Some days I really hate coding! If I had to look at a screen for 5 more minutes I would have to shoot myself. At those times I start to wonder how I got into all of this and then I start having fantasies about what other things I could have a career in.
"You know, I should have been a carpenter" that would be something I would say to a co-worker. If you know me, manual labor is not my thing and that just highlights my level of frustration at that moment. At first I did not know what was wrong, I genuinely thought coding was no longer for me and I should move on, but once I had goofed off for a day or two or sometimes as long as a week I would find myself day dreaming about things I could code again. It was not till much later I learned I was not the only one that gets this way, and that other people burnout too
Once I knew it was a thing, I started taking it seriously because I realized if I didn't I Would be taken out of the game. After a bunch of research I found a couple things that helped me prevent it:
- I started taking Sleep seriously. Sleeping for 8-hours minimum always got me started on the right foot
- Eating right was critical, Continued junk food intake just messes with me. I look like shit and feel like shit.
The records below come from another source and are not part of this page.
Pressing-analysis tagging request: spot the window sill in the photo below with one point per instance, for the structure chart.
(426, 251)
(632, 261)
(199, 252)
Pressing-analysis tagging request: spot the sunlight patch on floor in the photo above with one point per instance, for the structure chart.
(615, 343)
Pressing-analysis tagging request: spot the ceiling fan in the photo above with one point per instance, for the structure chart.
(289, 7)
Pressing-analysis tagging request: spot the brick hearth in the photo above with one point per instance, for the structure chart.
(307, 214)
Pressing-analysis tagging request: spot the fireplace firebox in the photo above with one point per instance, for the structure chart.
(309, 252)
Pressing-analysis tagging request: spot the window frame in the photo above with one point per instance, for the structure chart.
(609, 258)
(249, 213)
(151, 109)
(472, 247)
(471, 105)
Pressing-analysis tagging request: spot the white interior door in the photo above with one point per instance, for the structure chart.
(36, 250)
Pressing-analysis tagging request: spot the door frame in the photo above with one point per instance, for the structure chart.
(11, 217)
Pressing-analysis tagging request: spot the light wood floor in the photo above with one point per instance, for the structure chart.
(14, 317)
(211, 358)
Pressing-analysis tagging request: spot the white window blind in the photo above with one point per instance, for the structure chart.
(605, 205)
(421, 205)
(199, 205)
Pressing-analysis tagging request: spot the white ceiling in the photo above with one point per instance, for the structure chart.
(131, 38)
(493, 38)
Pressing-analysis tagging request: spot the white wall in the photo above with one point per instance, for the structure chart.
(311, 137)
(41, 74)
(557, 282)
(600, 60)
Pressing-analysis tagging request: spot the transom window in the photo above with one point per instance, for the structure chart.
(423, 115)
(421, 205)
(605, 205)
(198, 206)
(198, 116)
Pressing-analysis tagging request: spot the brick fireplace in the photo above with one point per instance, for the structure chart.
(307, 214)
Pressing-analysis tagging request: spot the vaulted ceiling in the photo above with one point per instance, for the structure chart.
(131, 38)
- Taking breaks, no matter how time sensitive a project is, when I catch myself stressing out too much, I just started taking breaks. I go watch tv, take a nap or something. My rationale is, as long as no one is gonna die the world will survive if I take a break. So far it has worked out fine.
- Doing other things. If I was left alone, there are weeks where I could code from when I wake till when I sleep. I realized this made me to burnout the quickest. I usually catch it when I run into a problem and find I cannot seem to follow simple instructions to solve it. So now even if I feel like coding for 8 hours, I usually try to add other activities in my day to break things up.
I find the longer I avoid burnouts the more productive I can be in the long run, even though I may technically spend less time at a keyboard.